How severity is downgraded
| Original severity | In test/fixture/example file |
|---|
| CRITICAL | → MEDIUM |
| HIGH | → LOW |
| MEDIUM | → LOW |
| LOW | → LOW |
Context labels in output
Every finding includes a context badge so you know exactly where it came from:
| Badge | Directories matched |
|---|
prod | src/, lib/, app/, all other paths |
test | tests/, test/, spec/, __tests__/, e2e/, *.test.*, *.spec.* |
fixture | fixtures/, mocks/, stubs/, fakes/, seeds/, testdata/ |
example | examples/, demos/, samples/ |
Example output
╭─────────────────────────────────────────────────────────────────────╮
│ ⚡ ZenVeil Security Scan │
│ Target github acme-corp/payments-api │
│ Results 4 production / 2 test/fixture (severity downgraded) │
╰─────────────────────────────────────────────────────────────────────╯
ID SEVERITY CONTEXT SCANNER TITLE LOCATION
ZG-A1B2C3D4E5 ● CRITICAL prod secrets AWS access key src/config.py:14
ZG-F6G7H8I9J0 ● MEDIUM test secrets AWS access key (test file) tests/test_auth.py:8
The same pattern detected. Different context. Different severity. This reduces alert fatigue without blind-spotting real leaks.

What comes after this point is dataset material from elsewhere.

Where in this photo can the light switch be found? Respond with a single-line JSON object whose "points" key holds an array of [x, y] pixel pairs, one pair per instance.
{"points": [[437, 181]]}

When to use --exclude-tests
Use --exclude-tests only when:
- You have already audited your test files and confirmed no real credentials exist
- You want a tighter signal-to-noise ratio for a specific scan
The default (scan everything) is recommended. Credentials committed to test history are still in your git history — and still exploitable.
GitHub token permissions
| Use case | Required scope |
|---|
| Public repo scanning | None (no token needed) |
| Private repo scanning | repo |
| Opening pull requests | repo |
| Read-only scanning (public) | public_repo |
Create a token with minimum required scopes at github.com/settings/tokens/new.
Rate limits
Without a token, GitHub allows ~60 requests/hour. With a token, this increases to ~5,000. For CI/CD pipelines, always set GITHUB_TOKEN.
Scan an API endpoint
Scan an HTTP API for security header misconfigurations.
Arguments
| Argument | Description |
|---|
url | API base URL (must be publicly accessible) |
Flags
| Flag | Description |
|---|
--json <file> | Write results to JSON |
What it checks
Strict-Transport-Security — HSTS presence and configuration
X-Content-Type-Options — MIME sniffing protection
X-Frame-Options — clickjacking protection
Content-Security-Policy — XSS policy
Referrer-Policy — referrer information leakage
Permissions-Policy — browser feature control
X-XSS-Protection — legacy XSS filter header
- CORS misconfiguration — wildcard
Access-Control-Allow-Origin
Examples
# Scan your API
zenveil scan api https://api.your-app.com
# Scan with JSON output
zenveil scan api https://api.your-app.com --json api-headers.json
Sample output
╭─────────────────────────────────────────────────────────╮
│ ZenVeil API Scan │
│ Target: https://api.your-app.com │
╰─────────────────────────────────────────────────────────╯
┌──────────┬──────────┬──────────────┬──────────────────────────────────────────────┐
│ ID │ Severity │ Scanner │ Title │
├──────────┼──────────┼──────────────┼──────────────────────────────────────────────┤
│ ZG-H1I2 │ HIGH │ api_headers │ Missing Content-Security-Policy │
│ ZG-J3K4 │ MEDIUM │ api_headers │ Missing X-Frame-Options │
│ ZG-L5M6 │ MEDIUM │ api_headers │ Missing Referrer-Policy │
└──────────┴──────────┴──────────────┴──────────────────────────────────────────────┘
3 finding(s) · HIGH: 1 · MEDIUM: 2
API scanning only tests publicly reachable endpoints. Private or localhost URLs are blocked (SSRF protection). Use scan repo for scanning application code.